Las plantaciones más representativas sometidas a esta nueva tecnología son de soja, maíz, algodón, tabaco, tomate y papas, y las modificaciones que se han realizado en estos cultivos les confieren una mayor resistencia a herbicidas (producidos por las mismas multinacionales que comercializan las semillas), al frío y al ataque de insectos. También permiten retrasar su maduración. La tendencia se está expandiendo ahora a cultivos muy variados; entre otros: calabacita, remolacha, arroz, melón, achicoria, lechuga, girasol.

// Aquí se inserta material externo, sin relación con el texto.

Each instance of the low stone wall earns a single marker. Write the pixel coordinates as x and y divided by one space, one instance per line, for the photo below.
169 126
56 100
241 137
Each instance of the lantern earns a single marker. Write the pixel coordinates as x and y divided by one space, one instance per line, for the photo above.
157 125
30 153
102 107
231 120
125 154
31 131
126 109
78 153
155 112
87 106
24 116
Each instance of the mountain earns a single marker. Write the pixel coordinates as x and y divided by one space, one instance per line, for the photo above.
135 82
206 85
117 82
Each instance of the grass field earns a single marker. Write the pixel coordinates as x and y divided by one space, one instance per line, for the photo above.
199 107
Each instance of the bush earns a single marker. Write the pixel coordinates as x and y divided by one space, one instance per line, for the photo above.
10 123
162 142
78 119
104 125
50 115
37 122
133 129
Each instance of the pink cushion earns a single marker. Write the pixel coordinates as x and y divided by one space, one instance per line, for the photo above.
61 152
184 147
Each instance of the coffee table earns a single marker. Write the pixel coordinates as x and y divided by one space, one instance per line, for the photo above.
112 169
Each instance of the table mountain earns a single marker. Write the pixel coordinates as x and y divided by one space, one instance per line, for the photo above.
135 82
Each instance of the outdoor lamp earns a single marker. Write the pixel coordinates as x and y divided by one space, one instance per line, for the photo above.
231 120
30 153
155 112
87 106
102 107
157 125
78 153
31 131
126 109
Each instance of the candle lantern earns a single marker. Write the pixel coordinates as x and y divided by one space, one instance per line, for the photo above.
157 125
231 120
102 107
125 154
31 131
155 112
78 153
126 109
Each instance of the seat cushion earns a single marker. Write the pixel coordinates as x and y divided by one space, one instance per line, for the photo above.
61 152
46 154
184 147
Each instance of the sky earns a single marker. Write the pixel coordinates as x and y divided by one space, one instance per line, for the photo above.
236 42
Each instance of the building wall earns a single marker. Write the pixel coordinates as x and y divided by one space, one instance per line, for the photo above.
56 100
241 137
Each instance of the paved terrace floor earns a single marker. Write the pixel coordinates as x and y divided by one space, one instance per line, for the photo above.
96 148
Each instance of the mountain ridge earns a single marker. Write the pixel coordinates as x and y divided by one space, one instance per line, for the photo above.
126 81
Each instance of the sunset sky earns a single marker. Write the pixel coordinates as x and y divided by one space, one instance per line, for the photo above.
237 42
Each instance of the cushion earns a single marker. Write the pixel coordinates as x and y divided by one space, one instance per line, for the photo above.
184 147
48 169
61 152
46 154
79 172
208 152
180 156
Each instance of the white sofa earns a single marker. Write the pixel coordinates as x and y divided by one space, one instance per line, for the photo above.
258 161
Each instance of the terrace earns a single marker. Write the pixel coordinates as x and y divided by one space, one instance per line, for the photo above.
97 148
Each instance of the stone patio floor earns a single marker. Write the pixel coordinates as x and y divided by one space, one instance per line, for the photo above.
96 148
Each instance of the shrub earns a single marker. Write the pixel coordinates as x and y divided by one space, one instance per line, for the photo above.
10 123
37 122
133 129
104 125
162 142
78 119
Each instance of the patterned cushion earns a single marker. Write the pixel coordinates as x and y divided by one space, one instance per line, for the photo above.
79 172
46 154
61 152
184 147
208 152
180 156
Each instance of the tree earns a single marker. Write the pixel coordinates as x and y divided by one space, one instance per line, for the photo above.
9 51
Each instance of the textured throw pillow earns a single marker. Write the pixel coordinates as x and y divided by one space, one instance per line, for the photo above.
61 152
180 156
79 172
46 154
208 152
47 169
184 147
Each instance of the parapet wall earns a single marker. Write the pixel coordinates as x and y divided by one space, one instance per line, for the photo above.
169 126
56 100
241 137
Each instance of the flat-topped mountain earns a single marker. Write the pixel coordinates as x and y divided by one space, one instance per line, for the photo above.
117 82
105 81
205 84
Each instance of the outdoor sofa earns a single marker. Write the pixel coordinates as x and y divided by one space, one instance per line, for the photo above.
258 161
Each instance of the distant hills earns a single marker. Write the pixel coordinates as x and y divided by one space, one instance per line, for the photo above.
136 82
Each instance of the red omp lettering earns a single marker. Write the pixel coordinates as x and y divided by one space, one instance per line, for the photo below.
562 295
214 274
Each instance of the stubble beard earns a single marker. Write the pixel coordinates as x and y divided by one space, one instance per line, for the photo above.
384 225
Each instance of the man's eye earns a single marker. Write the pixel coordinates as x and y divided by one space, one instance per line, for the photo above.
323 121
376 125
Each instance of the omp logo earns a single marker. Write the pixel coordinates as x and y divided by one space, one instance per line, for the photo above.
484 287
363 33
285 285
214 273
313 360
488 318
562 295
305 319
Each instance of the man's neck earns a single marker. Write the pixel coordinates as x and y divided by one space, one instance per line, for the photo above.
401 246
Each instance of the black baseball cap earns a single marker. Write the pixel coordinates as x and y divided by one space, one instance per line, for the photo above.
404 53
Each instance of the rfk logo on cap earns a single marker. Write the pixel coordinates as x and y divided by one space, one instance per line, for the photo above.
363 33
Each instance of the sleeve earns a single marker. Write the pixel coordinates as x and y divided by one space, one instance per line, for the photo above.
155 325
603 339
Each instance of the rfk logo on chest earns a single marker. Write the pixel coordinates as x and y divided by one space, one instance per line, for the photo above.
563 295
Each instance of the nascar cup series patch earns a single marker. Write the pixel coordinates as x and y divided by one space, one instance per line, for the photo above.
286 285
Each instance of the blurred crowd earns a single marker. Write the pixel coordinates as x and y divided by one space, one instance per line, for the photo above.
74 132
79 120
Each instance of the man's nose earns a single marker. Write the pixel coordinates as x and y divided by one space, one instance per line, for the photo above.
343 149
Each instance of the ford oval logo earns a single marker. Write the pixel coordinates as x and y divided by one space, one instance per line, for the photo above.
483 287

Y ya se habla de los beneficios que puede suponer obtener alimentos con más vitaminas, minerales y proteínas y menor contenido en grasas, así como semillas que produzcan un aceite con una mayor proporción de grasas monoinsaturadas.

Argumentos a favor y en contra

Quienes están a favor de los transgénicos afirman que:

• La ingeniería genética hace posible cultivos más resistentes y de mayor conservación, lo que puede llegar a erradicar el hambre en países subdesarrollados.
• Permitirá crear alimentos con mejores propiedades (más minerales y vitaminas, más ricos en proteínas)
• Hará posible reducir el amplio uso de plaguicidas y otros productos químicos que se utilizan en la agricultura.

Quienes están en contra, responden que:

• El problema del hambre en el mundo no se debe a la falta de alimentos, sino al desequilibrio en su producción, distribución y consumo.
• No se dispone de estudios suficientes para evaluar los efectos de los transgénicos sobre la salud humana y la naturaleza.
• Su cultivo responde ante todo a intereses económicos de las multinacionales que invierten en biotecnología.